Wait for it, dear reader. The most important part of this story is where Taketsuru-san spent time living and working in Scotland: Campbeltown, a titan of distillation in its prime but home to only 3 functioning distilleries today. Campbeltown is the home of Springbank single malt whisky, a whisky startlingly close to Yoichi single malt in both quality and complexity. In fact, I might go so far as to say that Yoichi is Springbank's closest cousin ... on the other side of the world. How does this happen?

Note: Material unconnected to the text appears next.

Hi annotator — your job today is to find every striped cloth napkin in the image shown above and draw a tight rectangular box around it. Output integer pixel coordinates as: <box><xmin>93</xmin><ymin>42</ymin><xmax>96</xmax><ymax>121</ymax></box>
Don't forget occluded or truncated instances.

Campbeltown does incredible things making whisky in the old ways (i.e. open-oil firing of the stills). Yoichi is no exception. Taketsuru chose Yoichi as the location for Nikka's first distillery because he felt the terroir best resembled Scotland (Yoichi is situated on Hokkaido, Japan's northern-most island). The stills are traditionally coal-fired. There is no micro-barrel distillation here; instead, time and provenance take their course. Yoichi is, in a very deliberate sense, proof that you don't have to reinvent the lyne arm to make stunning and delicious whisky that appeals to consumers. In an age where craft distillation is booming in a way similar to craft brewing of yore, too many distillers see a need to cut corners or do something novel to make their spirit and story stand apart. Yoichi just isn't playing that game, and it's certainly not suffering for that decision.
The nose presentation is extremely complex. Since it's so difficult to grab one thing at a time out of this one, I'm going to settle for an exercise in comparisons. In the breakdown I'm getting a definite sherry finish, similar to something like Balvenie's Double Wood but more subdued. There's also a strong, deliciously creamy bourbon-note here, similar to Single Cask Nation's 12 year old Glen Moray (matured entirely in a first fill bourbon barrel) or Hakushu's Bourbon Barrel. This adds up to dried dark fruits (figs, dates) swimming in creme brûlée while someone cooks with teriyaki just over in the kitchen. There are delicate hints of toasted oak (not as oak-forward as a Scottish highland malt) along with a very subtle campfire smokiness, certainly in the sub-10 parts per million. I know very few whiskies this complex and well integrated, and even fewer Japanese whiskies in particular. It's one of the reasons this was a finalist for my Highley Recommended single malt of the year.
The smoke delivers right up front, certainly more than you'd expect from sub-10 ppm. It is tightly integrated with that bourbony cream flavor in a way that creates a slight drying spice on the palate, almost like sampling a spoonful of nutmeg and burnt coffee grounds (soaked in Texas Pete hot sauce). There are boatloads of umami going on here, just tons and tons of it. Since I lack the skills to adequately describe this sensation without going into glutamates and nucleotides, I'll just post a picture of where you get it on the tongue. And boy, do you GET IT. There's a certain salty seafood broth aspect to this, although it's hard to say if this comes from Yoichi's location as it is just about a kilometer from the coast. We're totally going down the rabbit hole now, as sour lime juice lurks down there somewhere along with fibrous, pitted dates. When you stare into the abyss, the abyss also stares into you. What a journey!
What really sets this whisky apart is just how tightly integrated and structured all of its disparate elements are. The finish (which is long on the spice and heat) is a testament to the monumental deliciousness of what you've just experienced: a journey that would be fraught with peril in most other distilleries' hands. If you can find a bottle of this whisky (rarely available in stores, although much more widely available online) it is worth every penny. Its unique Japanese terroir combined with Scottish craft ensures you'll have special story to tell.